Lockdown from the perspective of someone living with dementia has been in many instances quite frankly, simply hellish. Staff have spent a lot of time reassuring, being present, reminding and reaffirming what individuals about what is happening. They have supported people to understand why family have not visited and have used technology to help people to remain in contact. But sadly, such measures have only worked for a minority. For many more this has been a maze of confusion, distress and very real emotional trauma. The familiarities of touch, eye contact, physicality and presence have been denied them. The rhythms of routine so fundamental to someone living with dementia have been replaced by strictures and detachment which is causing real harm. Despite all the best efforts of nursing and care staff, care homes even where there have not been cases have changed.
Outside in the communities we are hearing equally distressing stories of individuals without family support who are immensely confused and disturbed by the changes in the pattern of their encounters with homecare staff, with neighbours and with friends.
I am convinced that we need urgently, not just as a care sector but as a whole society, to think about how we are going to support the ‘new care normal’ in care homes and in communities.
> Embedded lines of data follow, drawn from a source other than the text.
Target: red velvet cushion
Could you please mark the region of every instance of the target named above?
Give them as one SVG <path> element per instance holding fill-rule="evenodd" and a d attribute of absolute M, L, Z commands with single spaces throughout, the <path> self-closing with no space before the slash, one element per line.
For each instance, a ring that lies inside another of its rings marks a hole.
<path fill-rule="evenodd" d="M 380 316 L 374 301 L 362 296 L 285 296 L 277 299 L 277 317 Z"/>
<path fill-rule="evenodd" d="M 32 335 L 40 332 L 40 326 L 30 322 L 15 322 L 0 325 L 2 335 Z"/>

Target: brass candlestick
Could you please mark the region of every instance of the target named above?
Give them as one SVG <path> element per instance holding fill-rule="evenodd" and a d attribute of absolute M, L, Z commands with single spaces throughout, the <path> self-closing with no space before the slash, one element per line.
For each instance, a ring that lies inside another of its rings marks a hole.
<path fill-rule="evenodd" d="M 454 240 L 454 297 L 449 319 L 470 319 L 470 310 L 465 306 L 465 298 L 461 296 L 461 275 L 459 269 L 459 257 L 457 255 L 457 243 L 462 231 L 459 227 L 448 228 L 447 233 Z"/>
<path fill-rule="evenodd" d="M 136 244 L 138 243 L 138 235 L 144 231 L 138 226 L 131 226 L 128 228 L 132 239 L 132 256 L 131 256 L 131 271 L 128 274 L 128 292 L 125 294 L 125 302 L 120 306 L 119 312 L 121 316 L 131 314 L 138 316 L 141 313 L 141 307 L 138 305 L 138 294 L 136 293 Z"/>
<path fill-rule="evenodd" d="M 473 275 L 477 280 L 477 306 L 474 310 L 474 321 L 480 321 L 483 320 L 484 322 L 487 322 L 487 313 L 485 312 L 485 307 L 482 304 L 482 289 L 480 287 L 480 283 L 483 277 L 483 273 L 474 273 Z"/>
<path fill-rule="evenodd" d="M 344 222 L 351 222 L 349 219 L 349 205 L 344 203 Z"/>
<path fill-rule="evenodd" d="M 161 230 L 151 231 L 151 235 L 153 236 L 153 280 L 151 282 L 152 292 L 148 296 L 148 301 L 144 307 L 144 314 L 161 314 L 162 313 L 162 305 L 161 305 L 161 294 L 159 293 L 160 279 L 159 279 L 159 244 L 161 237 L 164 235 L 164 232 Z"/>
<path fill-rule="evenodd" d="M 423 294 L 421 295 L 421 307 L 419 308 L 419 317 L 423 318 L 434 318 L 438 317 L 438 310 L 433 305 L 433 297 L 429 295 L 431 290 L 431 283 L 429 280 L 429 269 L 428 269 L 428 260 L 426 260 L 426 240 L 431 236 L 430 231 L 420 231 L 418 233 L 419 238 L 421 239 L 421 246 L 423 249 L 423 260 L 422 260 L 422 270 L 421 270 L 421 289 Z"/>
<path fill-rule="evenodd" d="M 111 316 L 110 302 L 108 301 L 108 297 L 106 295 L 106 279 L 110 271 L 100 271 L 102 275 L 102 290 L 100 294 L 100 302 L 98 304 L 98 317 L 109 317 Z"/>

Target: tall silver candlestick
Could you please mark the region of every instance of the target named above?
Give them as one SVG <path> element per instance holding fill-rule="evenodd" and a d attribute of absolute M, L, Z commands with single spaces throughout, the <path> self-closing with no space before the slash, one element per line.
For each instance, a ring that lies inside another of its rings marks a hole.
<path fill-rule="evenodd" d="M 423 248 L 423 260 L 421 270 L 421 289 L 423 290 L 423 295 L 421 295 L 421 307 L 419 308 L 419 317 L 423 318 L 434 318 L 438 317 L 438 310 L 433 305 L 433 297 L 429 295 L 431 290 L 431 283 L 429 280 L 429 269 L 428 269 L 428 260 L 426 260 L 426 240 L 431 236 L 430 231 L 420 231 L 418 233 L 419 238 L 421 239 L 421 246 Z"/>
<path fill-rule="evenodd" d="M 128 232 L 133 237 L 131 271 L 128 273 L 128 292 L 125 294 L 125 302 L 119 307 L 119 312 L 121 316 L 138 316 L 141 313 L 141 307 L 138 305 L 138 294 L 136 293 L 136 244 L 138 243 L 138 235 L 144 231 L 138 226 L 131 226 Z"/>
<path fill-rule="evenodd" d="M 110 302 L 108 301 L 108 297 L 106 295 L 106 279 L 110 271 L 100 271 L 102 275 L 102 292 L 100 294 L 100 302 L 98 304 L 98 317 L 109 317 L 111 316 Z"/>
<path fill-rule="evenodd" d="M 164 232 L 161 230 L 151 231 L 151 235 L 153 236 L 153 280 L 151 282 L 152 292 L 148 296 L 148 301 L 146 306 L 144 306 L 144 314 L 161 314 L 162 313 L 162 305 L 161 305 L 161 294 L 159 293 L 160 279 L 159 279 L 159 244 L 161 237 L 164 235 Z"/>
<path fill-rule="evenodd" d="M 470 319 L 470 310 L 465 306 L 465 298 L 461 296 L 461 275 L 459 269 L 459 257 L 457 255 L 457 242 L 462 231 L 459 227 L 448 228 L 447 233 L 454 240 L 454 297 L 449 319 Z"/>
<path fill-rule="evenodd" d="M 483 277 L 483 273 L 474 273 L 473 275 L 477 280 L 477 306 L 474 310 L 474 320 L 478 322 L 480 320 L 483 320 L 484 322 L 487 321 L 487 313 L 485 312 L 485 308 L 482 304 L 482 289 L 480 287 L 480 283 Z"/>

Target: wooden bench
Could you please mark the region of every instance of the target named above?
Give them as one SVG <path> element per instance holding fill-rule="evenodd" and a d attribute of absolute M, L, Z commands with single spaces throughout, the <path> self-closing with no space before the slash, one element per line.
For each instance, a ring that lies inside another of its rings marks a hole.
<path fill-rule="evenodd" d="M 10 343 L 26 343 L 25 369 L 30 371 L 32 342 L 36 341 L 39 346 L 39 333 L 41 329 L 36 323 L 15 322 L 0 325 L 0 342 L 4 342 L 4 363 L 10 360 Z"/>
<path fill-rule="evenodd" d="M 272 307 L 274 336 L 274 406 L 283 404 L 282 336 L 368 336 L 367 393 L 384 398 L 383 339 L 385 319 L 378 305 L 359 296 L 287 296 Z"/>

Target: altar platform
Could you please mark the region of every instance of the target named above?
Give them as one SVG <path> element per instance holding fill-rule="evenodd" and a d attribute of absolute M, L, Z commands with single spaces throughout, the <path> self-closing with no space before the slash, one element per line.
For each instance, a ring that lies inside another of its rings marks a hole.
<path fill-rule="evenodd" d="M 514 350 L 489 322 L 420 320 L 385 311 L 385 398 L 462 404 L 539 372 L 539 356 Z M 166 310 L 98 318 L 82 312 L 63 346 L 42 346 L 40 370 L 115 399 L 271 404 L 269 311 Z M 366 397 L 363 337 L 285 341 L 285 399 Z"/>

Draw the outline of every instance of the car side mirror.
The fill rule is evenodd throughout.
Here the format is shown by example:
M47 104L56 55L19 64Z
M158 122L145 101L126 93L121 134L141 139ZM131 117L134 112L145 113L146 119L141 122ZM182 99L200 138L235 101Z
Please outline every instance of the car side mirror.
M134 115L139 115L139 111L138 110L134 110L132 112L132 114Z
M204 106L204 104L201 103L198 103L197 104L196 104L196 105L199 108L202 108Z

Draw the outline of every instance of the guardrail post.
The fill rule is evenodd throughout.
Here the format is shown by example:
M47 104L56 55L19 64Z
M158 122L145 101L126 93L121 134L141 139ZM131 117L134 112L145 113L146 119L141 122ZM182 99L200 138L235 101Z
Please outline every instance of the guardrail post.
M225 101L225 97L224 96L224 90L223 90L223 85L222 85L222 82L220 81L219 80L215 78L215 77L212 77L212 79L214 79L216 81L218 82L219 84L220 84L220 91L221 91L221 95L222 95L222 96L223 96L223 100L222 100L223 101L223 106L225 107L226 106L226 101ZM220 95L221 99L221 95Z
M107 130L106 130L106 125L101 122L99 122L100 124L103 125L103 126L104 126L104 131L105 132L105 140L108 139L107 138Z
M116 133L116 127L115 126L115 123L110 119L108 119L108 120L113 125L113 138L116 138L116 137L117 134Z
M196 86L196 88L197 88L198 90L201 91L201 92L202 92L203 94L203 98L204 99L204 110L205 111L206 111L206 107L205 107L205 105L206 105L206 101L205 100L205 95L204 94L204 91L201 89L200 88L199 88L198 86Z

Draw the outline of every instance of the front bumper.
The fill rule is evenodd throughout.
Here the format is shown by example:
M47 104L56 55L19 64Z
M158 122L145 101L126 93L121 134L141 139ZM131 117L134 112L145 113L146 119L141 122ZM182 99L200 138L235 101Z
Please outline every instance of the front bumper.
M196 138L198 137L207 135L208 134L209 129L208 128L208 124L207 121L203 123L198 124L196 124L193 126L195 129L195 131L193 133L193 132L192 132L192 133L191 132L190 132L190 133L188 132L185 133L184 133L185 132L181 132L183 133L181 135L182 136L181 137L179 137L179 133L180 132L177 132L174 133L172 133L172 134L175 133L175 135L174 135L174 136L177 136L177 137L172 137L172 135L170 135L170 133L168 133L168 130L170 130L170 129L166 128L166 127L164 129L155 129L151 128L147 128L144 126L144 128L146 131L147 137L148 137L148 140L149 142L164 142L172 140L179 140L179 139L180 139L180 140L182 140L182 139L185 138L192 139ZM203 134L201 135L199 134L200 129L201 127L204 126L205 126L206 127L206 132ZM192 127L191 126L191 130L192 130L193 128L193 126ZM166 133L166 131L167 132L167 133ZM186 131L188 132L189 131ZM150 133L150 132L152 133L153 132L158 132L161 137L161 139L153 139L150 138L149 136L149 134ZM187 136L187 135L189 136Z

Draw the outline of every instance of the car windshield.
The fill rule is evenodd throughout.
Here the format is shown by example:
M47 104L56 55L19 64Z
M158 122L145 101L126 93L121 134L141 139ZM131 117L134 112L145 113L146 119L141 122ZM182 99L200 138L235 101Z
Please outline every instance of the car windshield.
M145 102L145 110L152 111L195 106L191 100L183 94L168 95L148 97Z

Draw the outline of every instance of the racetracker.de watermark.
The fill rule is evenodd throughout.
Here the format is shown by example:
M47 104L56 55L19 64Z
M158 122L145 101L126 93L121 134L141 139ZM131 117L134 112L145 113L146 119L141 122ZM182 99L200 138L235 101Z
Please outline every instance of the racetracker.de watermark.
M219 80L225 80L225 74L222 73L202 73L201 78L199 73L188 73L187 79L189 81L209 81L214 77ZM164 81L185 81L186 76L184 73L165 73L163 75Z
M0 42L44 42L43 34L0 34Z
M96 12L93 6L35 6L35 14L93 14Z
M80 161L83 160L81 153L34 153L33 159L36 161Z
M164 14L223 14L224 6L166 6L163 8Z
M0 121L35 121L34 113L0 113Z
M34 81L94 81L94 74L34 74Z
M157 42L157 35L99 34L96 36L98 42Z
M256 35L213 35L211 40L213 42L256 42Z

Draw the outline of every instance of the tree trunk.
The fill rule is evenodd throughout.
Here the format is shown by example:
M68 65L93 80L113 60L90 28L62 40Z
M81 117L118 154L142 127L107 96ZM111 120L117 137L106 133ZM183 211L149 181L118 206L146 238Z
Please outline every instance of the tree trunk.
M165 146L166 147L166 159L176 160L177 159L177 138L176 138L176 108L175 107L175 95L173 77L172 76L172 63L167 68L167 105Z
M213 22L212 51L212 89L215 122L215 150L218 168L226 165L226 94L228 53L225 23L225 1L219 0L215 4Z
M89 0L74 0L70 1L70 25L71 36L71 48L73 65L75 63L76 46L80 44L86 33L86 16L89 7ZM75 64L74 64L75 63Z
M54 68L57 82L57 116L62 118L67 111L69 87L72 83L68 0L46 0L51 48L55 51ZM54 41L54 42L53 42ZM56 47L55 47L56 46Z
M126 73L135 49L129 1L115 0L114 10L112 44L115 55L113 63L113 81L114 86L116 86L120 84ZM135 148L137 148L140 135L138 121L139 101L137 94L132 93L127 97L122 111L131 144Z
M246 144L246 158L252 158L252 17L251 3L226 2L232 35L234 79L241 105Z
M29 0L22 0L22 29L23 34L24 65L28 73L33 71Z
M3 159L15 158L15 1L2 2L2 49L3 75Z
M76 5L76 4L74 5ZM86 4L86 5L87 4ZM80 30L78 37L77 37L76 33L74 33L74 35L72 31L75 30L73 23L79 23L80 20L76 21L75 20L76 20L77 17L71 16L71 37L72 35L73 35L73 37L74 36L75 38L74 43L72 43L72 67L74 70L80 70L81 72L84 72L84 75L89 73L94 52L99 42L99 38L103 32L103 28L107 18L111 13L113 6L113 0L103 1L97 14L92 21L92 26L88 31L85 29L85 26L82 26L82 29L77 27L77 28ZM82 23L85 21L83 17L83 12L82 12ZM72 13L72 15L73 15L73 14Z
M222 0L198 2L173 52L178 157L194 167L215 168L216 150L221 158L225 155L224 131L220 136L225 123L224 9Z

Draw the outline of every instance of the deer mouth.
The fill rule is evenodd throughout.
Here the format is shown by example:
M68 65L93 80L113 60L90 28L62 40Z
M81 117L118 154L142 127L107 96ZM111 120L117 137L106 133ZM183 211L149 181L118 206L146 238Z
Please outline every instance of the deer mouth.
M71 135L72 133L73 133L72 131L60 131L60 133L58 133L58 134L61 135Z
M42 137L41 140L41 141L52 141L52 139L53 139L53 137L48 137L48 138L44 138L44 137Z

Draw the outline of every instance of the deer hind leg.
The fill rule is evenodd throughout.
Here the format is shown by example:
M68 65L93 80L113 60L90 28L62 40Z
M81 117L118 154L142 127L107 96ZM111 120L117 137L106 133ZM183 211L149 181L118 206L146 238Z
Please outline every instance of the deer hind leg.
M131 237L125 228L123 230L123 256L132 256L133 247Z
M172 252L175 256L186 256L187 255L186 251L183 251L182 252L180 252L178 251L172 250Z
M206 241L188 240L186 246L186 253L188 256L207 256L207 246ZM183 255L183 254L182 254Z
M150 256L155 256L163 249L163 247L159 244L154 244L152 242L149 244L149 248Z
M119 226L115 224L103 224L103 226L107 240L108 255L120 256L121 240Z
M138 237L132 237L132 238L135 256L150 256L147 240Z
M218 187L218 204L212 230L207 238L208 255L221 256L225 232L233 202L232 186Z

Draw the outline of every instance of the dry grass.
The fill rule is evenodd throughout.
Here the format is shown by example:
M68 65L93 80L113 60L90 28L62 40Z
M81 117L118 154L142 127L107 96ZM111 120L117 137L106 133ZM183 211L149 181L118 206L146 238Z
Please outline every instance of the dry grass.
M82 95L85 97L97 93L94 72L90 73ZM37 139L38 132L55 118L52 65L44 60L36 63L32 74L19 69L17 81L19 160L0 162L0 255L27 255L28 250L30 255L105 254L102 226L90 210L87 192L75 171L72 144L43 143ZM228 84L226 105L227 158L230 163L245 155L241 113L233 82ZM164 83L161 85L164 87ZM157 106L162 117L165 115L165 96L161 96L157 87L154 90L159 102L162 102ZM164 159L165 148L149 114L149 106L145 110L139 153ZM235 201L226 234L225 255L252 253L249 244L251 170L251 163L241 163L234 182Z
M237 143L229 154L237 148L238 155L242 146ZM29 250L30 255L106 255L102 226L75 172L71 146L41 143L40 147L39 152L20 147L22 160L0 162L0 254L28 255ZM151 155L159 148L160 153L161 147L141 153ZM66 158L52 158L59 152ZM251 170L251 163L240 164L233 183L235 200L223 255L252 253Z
If we are to continue with some form of restricted access for some time then we need to appreciate that a care home is not an institution or a unit – it is someone’s home – and we need to get back to that understanding as quickly as possible. We need to re-connect care homes to families and vice-versa taking appropriate precaution but balancing risk against the reality that for many individuals their lives are greatly diminished and risk being fore-shortened by current measures. We need to create a real army of volunteers and others prepared to support the added demands of staffing which will be necessary with new models of care which need to maintain their human touch and person-led focus. Critically we need to urgently move from self-isolation to safe social distancing within the confines of the physical environment of a care home supporting re-connection and re-membering.
Within the wider community I am also concerned that some of the narrative which we are hearing in the media is presumptively assuming that there will be the use of age restrictions in our exit from lockdown, so for instance those over-70 may be in lockdown for a longer period of time. Just as withdrawing treatment based upon age was unacceptable as an ethical choice so I would contend such restrictions would be equally unacceptable. Setting different rules based on age is a blatant form of discrimination. It is one thing to seek to shield those most at risk because of underlying health conditions it is quite another to use blanket catch-all prohibitions.
The ‘new care normal’ needs to be molded by families and residents, citizens and carers, clinicians and professionals, so that together we get the right balance between risk and life. We urgently need to have this care conversation as part of the national conversation the First Minister started on Thursday. Put simply there is a difference between existence and living and for many living with dementia at the present time that balance seems not quite right.